Un matin chaud de printemps Ivan se rendit aux pâturages de la haute montagne.
Dans les forêts on sentait encore le froid, les eaux de la montagne bruissaient sur les roches, et les enceintes de bois se levaient avec joie vers le ciel, entourées des meules. Ivan avait de la peine à quitter Maritchka, mais le soleil et la liberté verte et bruyante qui soutenait le ciel avec ses cimes lui donnaient le courage. Il sautait avec légèreté d’une pierre à l’autre comme un torrent de montagne, et saluait les passants uniquement pour entendre sa propre voix :
- Gloire à Jésus !
- Gloire aux siècles des siècles.

Sur les collines lointaines grimpaient les cabans solitaires peints en couleur cerise par les fumées du bois de sapin, les toits pointus des abris pour le foin odorant  se voyaient de loin, et dans la vallée le Tcheremoch frisé et sévère faisait scintiller  sa chevelure grise et il luisait sous les roches d’une lumière verte et méchante. En traversant un torrent après l’autre, en passant par les bois obscurs – où parfois une vache sonnait sa sonnaille pendant qu’un écureuil jetait à terre du haut d’un arbre des restes des pommes de pins, – Ivan montait encore plus haut. Le soleil commença à brûler sa peau et le sentier rocailleux lui fatigua les pieds. Maintenant même les chaumières devenaient rares. Le Tcheremoch s’étendait dans la vallée comme une file d’argent mais son bruit ne montait plus ici. Les forêts laissaient la place aux prairies tendres et riches de la haute montagne. Ivan y errait comme sur un lac de fleurs, il s’inclinait de temps en temps pour orner son chapeau  d’un faisceau de fleurs rouges ou de camomilles pâles. Les flancs de la montagne tombaient dans des abîmes noirs et profonds d’où des torrents froids prenaient leur essor.  L’homme n’a jamais posé le pied ici, l’ours – vouyko - seul y marche, ennemi éternel et terrible du bétail.
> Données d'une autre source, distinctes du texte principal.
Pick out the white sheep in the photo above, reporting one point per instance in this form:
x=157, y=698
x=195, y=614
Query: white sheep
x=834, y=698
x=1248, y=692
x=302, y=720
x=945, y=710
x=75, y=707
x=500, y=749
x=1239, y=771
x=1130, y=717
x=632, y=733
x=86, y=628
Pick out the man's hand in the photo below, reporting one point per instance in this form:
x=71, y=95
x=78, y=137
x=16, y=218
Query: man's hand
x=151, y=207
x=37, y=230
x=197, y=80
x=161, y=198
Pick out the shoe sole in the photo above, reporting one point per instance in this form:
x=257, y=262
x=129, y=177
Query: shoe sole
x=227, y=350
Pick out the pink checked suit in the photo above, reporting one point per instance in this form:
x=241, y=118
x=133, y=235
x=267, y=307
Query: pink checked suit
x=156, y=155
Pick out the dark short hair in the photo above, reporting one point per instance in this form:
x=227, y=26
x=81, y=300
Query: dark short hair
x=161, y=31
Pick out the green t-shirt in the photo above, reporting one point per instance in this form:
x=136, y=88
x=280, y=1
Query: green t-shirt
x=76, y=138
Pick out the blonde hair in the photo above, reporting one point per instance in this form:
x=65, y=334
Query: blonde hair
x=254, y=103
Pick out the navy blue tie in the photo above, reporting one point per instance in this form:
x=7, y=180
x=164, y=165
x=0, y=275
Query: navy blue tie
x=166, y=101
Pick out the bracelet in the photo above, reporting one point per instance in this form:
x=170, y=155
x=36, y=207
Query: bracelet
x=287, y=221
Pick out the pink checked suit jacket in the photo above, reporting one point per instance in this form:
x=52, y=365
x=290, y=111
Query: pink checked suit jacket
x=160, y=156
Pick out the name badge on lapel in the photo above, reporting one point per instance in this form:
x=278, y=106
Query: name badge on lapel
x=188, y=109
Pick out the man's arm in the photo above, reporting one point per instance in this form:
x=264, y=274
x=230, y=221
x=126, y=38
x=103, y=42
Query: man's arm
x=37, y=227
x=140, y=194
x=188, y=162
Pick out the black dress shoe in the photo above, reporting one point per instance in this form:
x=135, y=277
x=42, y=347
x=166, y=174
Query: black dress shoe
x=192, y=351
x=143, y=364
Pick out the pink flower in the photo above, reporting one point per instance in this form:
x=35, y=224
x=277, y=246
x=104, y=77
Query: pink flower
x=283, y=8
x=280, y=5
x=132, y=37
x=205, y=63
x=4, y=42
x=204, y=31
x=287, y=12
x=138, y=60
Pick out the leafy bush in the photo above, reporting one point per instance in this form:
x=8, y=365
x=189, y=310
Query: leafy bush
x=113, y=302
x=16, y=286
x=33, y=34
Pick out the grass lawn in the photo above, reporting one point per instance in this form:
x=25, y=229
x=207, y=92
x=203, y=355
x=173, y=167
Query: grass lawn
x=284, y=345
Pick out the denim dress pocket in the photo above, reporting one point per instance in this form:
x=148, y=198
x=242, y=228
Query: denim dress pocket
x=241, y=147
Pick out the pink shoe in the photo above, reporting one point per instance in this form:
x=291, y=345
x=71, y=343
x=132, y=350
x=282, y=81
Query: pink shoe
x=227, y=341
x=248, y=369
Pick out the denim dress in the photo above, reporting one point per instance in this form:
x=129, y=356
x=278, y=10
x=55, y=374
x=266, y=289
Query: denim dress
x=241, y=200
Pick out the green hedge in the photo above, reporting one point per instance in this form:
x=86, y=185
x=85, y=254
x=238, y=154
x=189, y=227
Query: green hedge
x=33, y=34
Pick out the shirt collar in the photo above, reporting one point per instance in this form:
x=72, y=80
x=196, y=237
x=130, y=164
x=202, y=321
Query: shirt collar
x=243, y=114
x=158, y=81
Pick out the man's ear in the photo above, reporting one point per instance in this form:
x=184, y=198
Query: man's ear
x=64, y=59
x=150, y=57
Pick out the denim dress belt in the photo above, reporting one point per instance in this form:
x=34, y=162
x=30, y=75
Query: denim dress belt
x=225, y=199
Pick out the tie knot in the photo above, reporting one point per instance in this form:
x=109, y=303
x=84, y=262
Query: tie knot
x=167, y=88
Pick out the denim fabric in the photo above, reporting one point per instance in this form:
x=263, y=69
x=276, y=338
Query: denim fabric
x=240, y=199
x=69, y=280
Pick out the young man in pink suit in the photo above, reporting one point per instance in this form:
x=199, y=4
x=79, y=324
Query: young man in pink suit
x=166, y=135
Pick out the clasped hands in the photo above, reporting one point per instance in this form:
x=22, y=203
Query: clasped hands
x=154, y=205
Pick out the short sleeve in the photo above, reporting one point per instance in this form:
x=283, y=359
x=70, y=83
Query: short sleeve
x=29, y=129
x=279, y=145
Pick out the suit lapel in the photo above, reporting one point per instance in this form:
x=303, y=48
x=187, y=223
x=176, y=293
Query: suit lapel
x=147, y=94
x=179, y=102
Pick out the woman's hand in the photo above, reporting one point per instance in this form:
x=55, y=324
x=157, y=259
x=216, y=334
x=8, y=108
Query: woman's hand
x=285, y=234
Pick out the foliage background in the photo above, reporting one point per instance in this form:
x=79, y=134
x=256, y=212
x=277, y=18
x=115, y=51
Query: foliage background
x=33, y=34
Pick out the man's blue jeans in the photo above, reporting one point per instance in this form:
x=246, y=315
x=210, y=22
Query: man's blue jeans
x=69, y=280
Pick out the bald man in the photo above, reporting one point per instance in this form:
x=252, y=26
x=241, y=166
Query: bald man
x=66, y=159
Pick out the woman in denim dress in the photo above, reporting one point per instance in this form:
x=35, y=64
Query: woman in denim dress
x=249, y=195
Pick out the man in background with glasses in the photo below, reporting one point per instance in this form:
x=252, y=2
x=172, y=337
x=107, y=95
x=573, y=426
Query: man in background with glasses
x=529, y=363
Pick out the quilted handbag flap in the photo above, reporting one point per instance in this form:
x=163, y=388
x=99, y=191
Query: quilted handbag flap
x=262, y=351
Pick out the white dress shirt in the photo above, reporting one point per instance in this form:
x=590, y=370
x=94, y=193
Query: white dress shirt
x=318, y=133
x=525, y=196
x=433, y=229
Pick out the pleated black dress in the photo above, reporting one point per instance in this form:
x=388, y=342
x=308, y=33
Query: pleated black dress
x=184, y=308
 L’eau ici était rare. Avec quelle soif il se précipitait vers elle quand il rencontrait un ruisseau, ce cristal froid qui lavait quelque part les racines jaunes des sapins et amenait jusqu’ici le chant des forêts ! Une bonne âme avait laissé à côté de ce ruisseau un pot ou une chope. Mais le sentier le mena encore plus loin dans les chablis où les sapins épineux et dénudés, sans épines et sans écorce, comme les ossatures pourrissaient les uns sur les autres. C’étaient des cimetières de bois – oubliés par Dieu et par les gens - déserts et sauvages où seuls les grands tétras criaient et où se contorsionnaient les vipères. Ici règnent le silence, la grande tranquillité de la nature, la sobriété et la tristesse. Les montagnes bleuâtres se voyaient déjà derrière Ivan. L’aigle se levait des pointes rocheuses en les bénissant avec l’élan large de ses ailes, et on sentait ici la froide haleine de la polonyna – ce pâturage de haute montagne, et le ciel devenait encore plus grand. A la place des forêts, le genévrier traçait un tapis noir à terre avec les sapins grimpants qui entravaient les pieds, et les mousses habillaient les pierres de soie verte. Les montagnes éloignées et inconnues ouvraient l’une après l’autre leurs cimes, elles courbaient leur dos et elles se levaient comme les vagues dans la mer bleue. Il semblait que les ressacs se fussent immobilisés au moment où la tempête les leva des profondeurs pour les jeter sur la terre et inonder le monde entier. Déjà les cimes du pays de Bucovine soutenaient le ciel avec leurs nuages bleus, et l’on voyait enlacés d’azur les sommets très proches de Synytsi, Dzembronia, la Jument Blanche, l’Igrets ennuagé, le sommet de Goverla qui perçait le ciel avec son aiguille, et La Montagne Noire – Tchornogora, tout écrasant la terre de son corps lourd.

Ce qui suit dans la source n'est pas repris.